With this collection, my reaction was often, ‘Is this REALLY science fiction?’ In some cases, I’d say the stories were more magical realism or speculative fiction and with at least one, that was being incredibly generous. I also tend to be a less experimental reader when I’ve paid for these stories, because generally I preferred the ones with a beginning, middle and end. There’s obviously intent from the editor to present a diversity of writers, there are lots of writers who aren’t white or western, and that raises lots of interesting questions. There was also a diversity of experience and age based on the autobiographical notes at the end. At the same time, I felt that there were a lot of stories that felt written for and by postgraduates in women’s studies, and I don’t care how clever you’re being if you don’t emotionally engage me.
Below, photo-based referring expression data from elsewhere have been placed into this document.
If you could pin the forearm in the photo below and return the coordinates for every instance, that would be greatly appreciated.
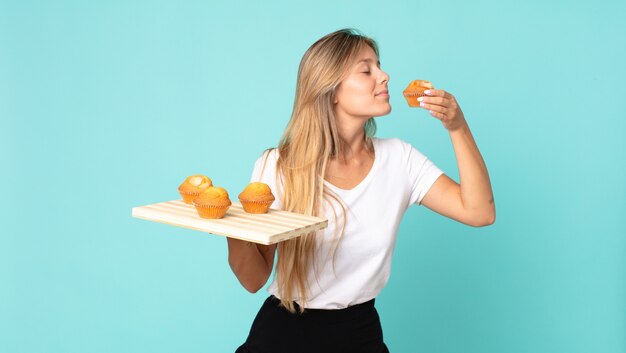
(476, 192)
(251, 263)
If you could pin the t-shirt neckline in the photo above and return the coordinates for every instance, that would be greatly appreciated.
(365, 180)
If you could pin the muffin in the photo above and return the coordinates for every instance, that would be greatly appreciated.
(193, 186)
(416, 89)
(212, 203)
(257, 197)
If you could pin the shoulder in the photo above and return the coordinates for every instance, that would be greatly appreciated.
(393, 145)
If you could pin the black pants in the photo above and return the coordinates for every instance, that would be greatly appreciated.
(354, 329)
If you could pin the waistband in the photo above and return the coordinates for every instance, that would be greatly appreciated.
(351, 311)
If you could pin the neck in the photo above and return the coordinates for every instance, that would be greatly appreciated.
(352, 136)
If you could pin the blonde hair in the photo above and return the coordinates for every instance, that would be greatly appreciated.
(309, 141)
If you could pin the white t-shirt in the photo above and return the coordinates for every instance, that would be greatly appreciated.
(399, 177)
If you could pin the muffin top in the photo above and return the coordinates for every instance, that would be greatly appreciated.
(214, 196)
(417, 86)
(257, 192)
(195, 184)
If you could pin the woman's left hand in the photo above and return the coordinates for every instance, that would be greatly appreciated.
(443, 106)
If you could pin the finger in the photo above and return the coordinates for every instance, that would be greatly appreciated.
(434, 107)
(435, 100)
(438, 115)
(437, 93)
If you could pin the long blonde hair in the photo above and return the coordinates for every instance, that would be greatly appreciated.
(309, 141)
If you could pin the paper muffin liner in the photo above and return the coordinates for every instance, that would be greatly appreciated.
(256, 206)
(411, 98)
(189, 196)
(211, 212)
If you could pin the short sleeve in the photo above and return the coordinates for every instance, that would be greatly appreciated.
(422, 174)
(265, 171)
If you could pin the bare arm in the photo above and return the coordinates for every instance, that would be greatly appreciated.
(251, 263)
(470, 202)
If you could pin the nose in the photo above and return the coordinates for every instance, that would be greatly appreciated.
(384, 77)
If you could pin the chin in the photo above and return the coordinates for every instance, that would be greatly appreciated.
(384, 111)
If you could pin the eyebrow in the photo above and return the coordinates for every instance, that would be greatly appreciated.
(368, 61)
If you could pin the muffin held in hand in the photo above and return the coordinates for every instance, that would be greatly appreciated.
(416, 89)
(193, 186)
(212, 203)
(257, 197)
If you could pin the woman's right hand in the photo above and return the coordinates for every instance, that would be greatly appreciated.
(252, 263)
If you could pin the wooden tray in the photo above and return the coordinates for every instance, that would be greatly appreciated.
(268, 228)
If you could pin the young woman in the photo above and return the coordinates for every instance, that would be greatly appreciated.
(329, 164)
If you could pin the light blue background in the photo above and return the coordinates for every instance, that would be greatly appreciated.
(105, 106)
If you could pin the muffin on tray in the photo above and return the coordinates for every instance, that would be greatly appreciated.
(212, 203)
(257, 197)
(193, 186)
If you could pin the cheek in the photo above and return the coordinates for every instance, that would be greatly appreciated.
(356, 94)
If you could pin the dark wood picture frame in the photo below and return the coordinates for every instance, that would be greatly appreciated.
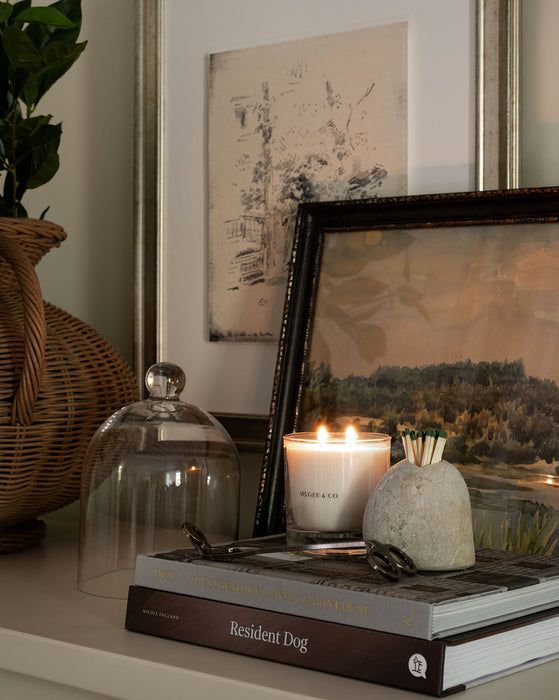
(315, 222)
Most of the writers were unknown to me or only names, but I will be looking out for some of their work now. (Others I’ll avoid.) Here are the stories I did like:

‘Tomorrow is St Valentine’s Day’ by Tori Truslow is proof that I can enjoy formally audacious short stories if they hook me. Written as if it were a biography, it features merpeople who travel between the sea and the moon (as imagined in the nineteenth century) and footnotes. Think ‘Possession’ only weirder.

In ‘Spider the Artist’ by Nnendi Okorafor, the heroine’s life is rubbish (so far, so literary realism) but changes as she connects with an intelligent robot. It feels like an updated folk tale or one from five minutes into the future, with universal appeal arising from its specificity.
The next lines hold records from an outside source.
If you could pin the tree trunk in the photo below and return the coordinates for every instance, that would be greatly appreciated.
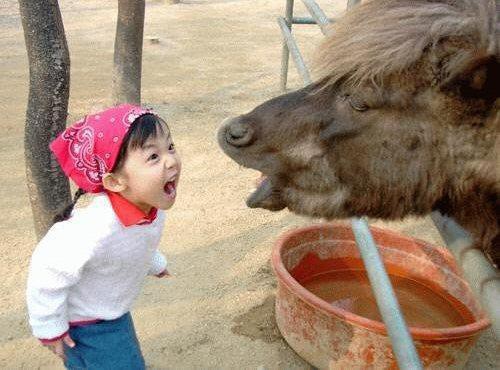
(128, 52)
(47, 107)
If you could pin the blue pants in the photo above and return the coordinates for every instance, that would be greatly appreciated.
(106, 345)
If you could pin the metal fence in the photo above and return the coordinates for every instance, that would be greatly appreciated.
(483, 278)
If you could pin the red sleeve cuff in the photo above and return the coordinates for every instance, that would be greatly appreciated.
(51, 340)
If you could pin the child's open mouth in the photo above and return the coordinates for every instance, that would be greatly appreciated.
(169, 189)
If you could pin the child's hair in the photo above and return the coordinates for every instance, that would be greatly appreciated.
(144, 127)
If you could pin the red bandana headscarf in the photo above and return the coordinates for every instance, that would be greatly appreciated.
(88, 149)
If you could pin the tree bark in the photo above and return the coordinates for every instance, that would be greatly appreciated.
(128, 52)
(47, 108)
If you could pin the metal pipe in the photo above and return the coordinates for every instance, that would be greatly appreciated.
(351, 3)
(285, 53)
(307, 20)
(402, 343)
(294, 50)
(318, 15)
(482, 277)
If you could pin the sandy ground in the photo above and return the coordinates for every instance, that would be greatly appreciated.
(214, 59)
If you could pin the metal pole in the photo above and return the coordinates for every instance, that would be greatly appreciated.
(294, 50)
(318, 15)
(351, 3)
(482, 277)
(285, 51)
(402, 343)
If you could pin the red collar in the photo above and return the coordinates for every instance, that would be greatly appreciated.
(128, 213)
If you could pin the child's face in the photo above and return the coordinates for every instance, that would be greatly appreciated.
(151, 173)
‘Boojum’ by Elizabeth Bear and Sarah Monette was probably my favourite story of the whole lot featuring living sentient spaceships (<3), lady space pirates (<3<3) having adventures in the planets of our solar system as imagined in the past (a recurring motif in the collection).

‘Astrophilia’ by Carrie Vaughn was my favourite of the ones set in a post-apocalyptic future-type setting, involving an outsider stumbling into a family conflict between a pragmatist and a stargazer (I know other writers created more different post-apocalyptic future societies, but I just found this story more accessible.)
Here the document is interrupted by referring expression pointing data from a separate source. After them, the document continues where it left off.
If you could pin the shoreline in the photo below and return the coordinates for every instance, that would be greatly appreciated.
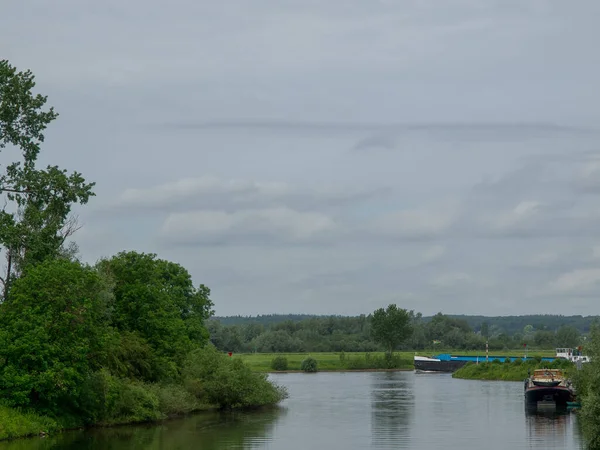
(342, 370)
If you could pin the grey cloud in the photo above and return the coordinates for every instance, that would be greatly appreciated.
(437, 154)
(214, 193)
(281, 225)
‘Dancing in the Shadows of the Once’ by Rochita Loenen-Ruiz was a haunting story with a heroine facing up to the price of her ‘augmentation’ at the hands of the Compassionate (yes, it’s an ironic name). It deals with race relations and the question of identity and the interplay with technology.

‘Ej-Es’ by Nancy Kress packs quite a punch and raises interesting ethical quandaries as experienced space explorer Mia and her team-mates come to a colony and find all isn’t as it seems.

‘The Cartographer Wasps and the Anarchist Bees’ by E. Lily Yu is one of the ‘Is this really SF?’ stories – I’d say it was more fabulist allegory, with insect life, but not as we know it, reflecting humanity, although there are humans in the story. TBH, I didn’t wholly get it, but didn’t mind that.

‘Immersion’ by Aliette de Bodard tackles similar themes to other stories, but does it more successfully in a proper sci-fi setting. It’s about tech dependency, self-hatred (contrasted with healthier approaches) as an Asiatic culture is threatened by an Anglo-American identity, packaged by science, experienced by women. It’s not without hope.

'Sing' by Karen Tidbeck is a sharp one. Two very different characters, but both outsiders in a different way, strike up a relationship on a lunar colony with a parasitical culture. I liked the alienness of the fully formed society we get glimpses of. The non-sequential order serves the story without making it too opaque.